This book is a Japanese translation of James Clifford’s Returns: Becoming Indigenous in the Twenty-First Century, Harvard University Press, 2013. The author, James Clifford, specializes in cultural research, focusing on the critical history of anthropology, and four of his books have already been translated into Japanese, including his edited book, Writing Culture.
Incidentally, the word “Indigenous” appears in the subtitle of this book. What is the image that this conjures in your mind? Speaking of the Japanese archipelago, for example, the Ainu people may come to mind. Or perhaps the “Indians” of the North American continent. Very roughly speaking, it might refer to the people who were colonized or deprived of their land and culture during the formation of the modern “nation-state.” In the past, these people were often discussed from the perspectives of “disappearing cultures and languages” and “cultures that should be saved from disappearance,” and from the dichotomies of modernity/tradition, and civilization/barbarism. However, what this book seeks to depict is a realistic modern history of the “Indigenous” people that cannot be understood by such a framework, as well as a portrait of the Indigenous people who are recovering or newly weaving together their own culture and lifestyle while cleverly negotiating with the neo-capitalist world.
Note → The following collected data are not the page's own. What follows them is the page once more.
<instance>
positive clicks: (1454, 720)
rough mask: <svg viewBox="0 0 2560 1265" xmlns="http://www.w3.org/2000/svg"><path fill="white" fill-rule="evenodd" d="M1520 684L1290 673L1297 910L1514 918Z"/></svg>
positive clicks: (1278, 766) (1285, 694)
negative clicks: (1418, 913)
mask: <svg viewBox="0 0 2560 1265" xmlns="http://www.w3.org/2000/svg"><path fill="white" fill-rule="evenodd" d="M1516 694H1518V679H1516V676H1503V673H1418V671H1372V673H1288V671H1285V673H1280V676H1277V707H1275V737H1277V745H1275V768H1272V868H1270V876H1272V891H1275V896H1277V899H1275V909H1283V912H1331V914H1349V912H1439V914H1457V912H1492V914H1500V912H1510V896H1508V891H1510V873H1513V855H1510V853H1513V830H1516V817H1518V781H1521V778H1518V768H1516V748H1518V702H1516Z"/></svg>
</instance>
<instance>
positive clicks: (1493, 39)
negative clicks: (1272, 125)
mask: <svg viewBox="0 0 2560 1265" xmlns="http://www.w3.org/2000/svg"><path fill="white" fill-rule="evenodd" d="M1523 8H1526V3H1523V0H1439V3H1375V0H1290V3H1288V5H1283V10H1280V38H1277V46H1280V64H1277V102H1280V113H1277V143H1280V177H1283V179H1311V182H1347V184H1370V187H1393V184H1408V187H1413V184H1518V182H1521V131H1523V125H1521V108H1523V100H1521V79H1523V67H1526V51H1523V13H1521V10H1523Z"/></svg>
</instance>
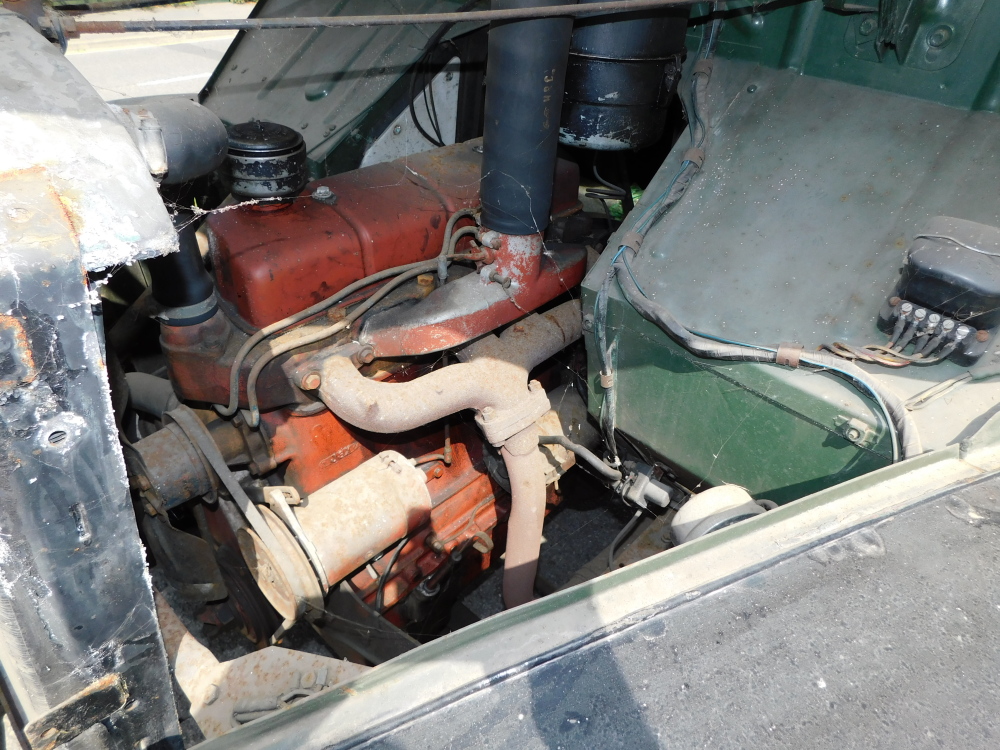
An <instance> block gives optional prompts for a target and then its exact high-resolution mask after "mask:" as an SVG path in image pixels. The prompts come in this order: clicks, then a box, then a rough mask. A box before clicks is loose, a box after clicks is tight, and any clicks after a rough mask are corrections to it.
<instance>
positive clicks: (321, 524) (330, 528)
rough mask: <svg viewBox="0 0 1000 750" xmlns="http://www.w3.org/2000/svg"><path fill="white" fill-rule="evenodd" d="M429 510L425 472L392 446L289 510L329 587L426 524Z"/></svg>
mask: <svg viewBox="0 0 1000 750" xmlns="http://www.w3.org/2000/svg"><path fill="white" fill-rule="evenodd" d="M430 511H431V495H430V492H428V490H427V475H426V474H424V472H423V471H421V470H420V469H418V468H416V467H414V466H413V465H412V464H411V463H410V462H409V461H408V460H407V459H406V457H405V456H403V455H401V454H399V453H396V452H395V451H384V452H383V453H380V454H378V455H377V456H375V457H374V458H371V459H369V460H367V461H365V462H364V463H363V464H361V466H359V467H358V468H356V469H354V470H353V471H350V472H348V473H347V474H345V475H344V476H343V477H341V478H340V479H338V480H336V481H335V482H331V483H330V484H328V485H327V486H326V487H323V488H322V489H320V490H317V491H316V492H313V493H312V494H311V495H309V496H308V497H307V498H306V499H305V500H304V501H303V503H302V504H301V505H300V506H298V507H296V508H295V509H294V510H293V512H294V513H295V517H296V518H297V519H298V521H299V523H300V524H301V525H302V530H303V531H304V532H305V534H306V536H307V537H308V538H309V539H310V541H312V543H313V544H314V545H315V546H316V549H317V551H318V552H319V555H320V558H321V559H322V560H323V565H324V567H325V568H326V572H327V577H328V583H329V585H331V586H332V585H334V584H336V583H337V582H338V581H340V580H341V579H342V578H344V577H345V576H346V575H347V574H348V573H350V572H351V571H352V570H354V569H355V568H357V567H359V566H360V565H362V564H364V563H365V561H367V560H370V559H371V558H373V557H374V556H375V555H377V554H378V553H379V552H381V551H382V550H384V549H385V548H386V547H388V546H389V545H391V544H393V543H394V542H396V541H398V540H400V539H402V538H403V537H404V536H406V535H407V534H408V533H409V532H411V531H413V530H414V529H416V528H418V527H419V526H421V525H423V524H425V523H426V522H427V520H428V518H429V516H430Z"/></svg>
An example is “Ishi’s Story,” which is featured in Part II of this book. Ishi is the name given to a man who was “discovered” in 1911 in California in the early 20th century and described as the “last wild Indian.” Ishi later worked as an anthropologist’s informant at the University of California Museum of Anthropology before dying of tuberculosis in 1916. Starting with Ishi in Two Worlds, which was written as a biography of Ishi by the anthropologist’s wife after his death and became a bestseller in the United States in the 1960s, the author explores the various consequences of this “story,” from the relationship between the anthropologist and Ishi and the post-war transformation of the representation of the “indigenous,” to the return of Ishi’s brain, which was originally sent to the Smithsonian Institution as a specimen, to the indigenous community.
The chapter, “Second Life: The Return of the Masks,” in Part III is also very impressive. The setting is Kodiak Island in Alaska. The outline of the story is how an Indigenous community in this region, which was once part of Russia and later became part of the United States, coincidentally rediscovered in a local museum in France several masks, which were old cultural objects of their community and thought to have been lost. In this chapter, a discussion is provided on the complicated sense of identity of the local people, the relationship between the performance that is the exhibition and cultural revival, while focusing on how these masks returned to Kodiak Island as an exhibition.
The Indigenous culture is not timeless but contains a “present-becoming-future” in its own form––the subtitle of this book, “Becoming Indigenous in the Twenty-First Century,” may contain such an implication.